Example: Let’s say Franchisor #1 acquires or merges with Franchisor #2. Along with this acquisition or merger, the successor Franchisor may want the newly merged or acquired franchisees to assume new products, a new marketing strategy, a new territory or even a new trade name. The issue is whether a new franchisor is legally capable of doing so. And if so, whether there is a way to formulate a franchise agreement to allow for such a scenario in the future. Anticipation of certain issues is important because of the potential lawsuits which can arise, based on, for instance:
- Wrongful termination,
- Forced sale, or
- Forced changes.
An attorney can help draft the agreement to minimize potential conflicts at a later date.
M&A Factors to Consider
When deciding to merge or acquire a franchise, the parties must determine whether there is:
- Adherence to the explicit terms of the agreement;
- Permissible modification to the agreement;
- Sufficient notification;
- An explicit right to renew;
- Discriminatory action; and
- Constructive termination.
Just Cause Requirement and Covenant of Good Faith
Many states have statutes that require just cause to alter a contract. This may include a just cause requirement for both terminations and non-renewals. Courts interpret just cause differently. Some states interpret just cause broadly (for example, basing it on a franchisor’s legitimate business reasons) while other states interpret it narrowly (for example, holding that a business justification argument is meaningless because a franchisor could always claim a plausible business reason for termination).
Courts in some jurisdictions will also determine whether a covenant of good faith and fair dealing is applicable. Courts generally use a measure of the justifiable expectations of the parties. As a result, where one party acts arbitrarily, capriciously, or unreasonably, the court may decide to compensate the second party for its damages or excuse it from performance.

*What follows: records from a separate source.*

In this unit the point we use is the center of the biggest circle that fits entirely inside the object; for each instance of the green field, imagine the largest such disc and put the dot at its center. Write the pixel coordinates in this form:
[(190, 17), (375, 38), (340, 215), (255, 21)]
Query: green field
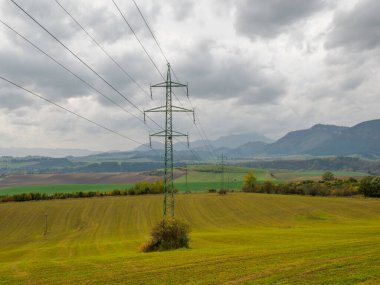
[(62, 188), (200, 178), (238, 238)]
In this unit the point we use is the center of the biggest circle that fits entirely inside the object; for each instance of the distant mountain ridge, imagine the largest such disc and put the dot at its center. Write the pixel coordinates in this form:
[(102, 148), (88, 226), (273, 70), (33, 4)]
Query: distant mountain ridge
[(320, 140), (304, 141)]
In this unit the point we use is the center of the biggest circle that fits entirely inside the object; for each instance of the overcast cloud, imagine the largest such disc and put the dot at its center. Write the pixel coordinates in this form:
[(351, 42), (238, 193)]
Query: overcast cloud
[(252, 66)]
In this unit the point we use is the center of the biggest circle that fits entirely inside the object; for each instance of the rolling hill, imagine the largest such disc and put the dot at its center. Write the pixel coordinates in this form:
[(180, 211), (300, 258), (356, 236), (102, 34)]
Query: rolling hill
[(235, 239)]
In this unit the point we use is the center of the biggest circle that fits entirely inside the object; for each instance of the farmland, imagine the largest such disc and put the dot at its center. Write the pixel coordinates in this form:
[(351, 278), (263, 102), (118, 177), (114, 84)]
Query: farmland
[(200, 178), (236, 238)]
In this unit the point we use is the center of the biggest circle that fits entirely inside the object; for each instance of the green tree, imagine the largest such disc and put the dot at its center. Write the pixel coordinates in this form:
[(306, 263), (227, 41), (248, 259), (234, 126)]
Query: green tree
[(268, 187), (328, 176), (250, 182)]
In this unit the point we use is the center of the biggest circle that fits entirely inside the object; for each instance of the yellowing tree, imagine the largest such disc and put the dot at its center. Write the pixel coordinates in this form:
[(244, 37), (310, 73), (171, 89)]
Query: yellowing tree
[(249, 184)]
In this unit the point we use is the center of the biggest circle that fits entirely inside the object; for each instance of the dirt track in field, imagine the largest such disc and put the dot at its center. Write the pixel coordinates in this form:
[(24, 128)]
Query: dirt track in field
[(77, 178)]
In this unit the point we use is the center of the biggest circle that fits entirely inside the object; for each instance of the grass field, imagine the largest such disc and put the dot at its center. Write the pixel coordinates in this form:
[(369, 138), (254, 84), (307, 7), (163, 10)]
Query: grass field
[(236, 239), (204, 177), (62, 188), (200, 179)]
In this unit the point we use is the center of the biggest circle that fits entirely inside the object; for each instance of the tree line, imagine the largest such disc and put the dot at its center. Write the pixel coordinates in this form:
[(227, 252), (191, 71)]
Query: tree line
[(328, 185), (140, 188)]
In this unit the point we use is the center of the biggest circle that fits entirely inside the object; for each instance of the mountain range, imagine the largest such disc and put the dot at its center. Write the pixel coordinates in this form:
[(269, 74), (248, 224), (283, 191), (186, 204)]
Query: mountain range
[(320, 140)]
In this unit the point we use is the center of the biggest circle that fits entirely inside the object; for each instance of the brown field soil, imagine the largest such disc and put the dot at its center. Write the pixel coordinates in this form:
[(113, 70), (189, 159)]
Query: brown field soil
[(76, 178)]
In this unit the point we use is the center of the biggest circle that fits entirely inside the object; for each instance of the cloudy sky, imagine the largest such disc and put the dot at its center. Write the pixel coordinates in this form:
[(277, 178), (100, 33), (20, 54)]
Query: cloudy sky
[(252, 66)]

Terms and Provisions of an Agreement
Next, consider what terms you need to put into the agreement that are pertinent to a potential future merger or acquisition including the right to:
- Add or delete products;
- Add new franchisees to geographical areas;
- Alter or change the trademark;
- Advertise new products or services;
- Terminate a business or product line due to a merger or acquisition; and;
- Request a remodeling or redecoration.
When drafting a franchise agreement, you must decide what can potentially happen in a merger. Each of the above terms should be accounted for in the agreement. Further, consider whether there is a statute in your state requiring a just cause basis for a merger, acquisition, or termination, or whether there is an implied covenant of good faith in your jurisdiction. These are complicated issues. Consult with your attorney about them before entering into a franchise agreement.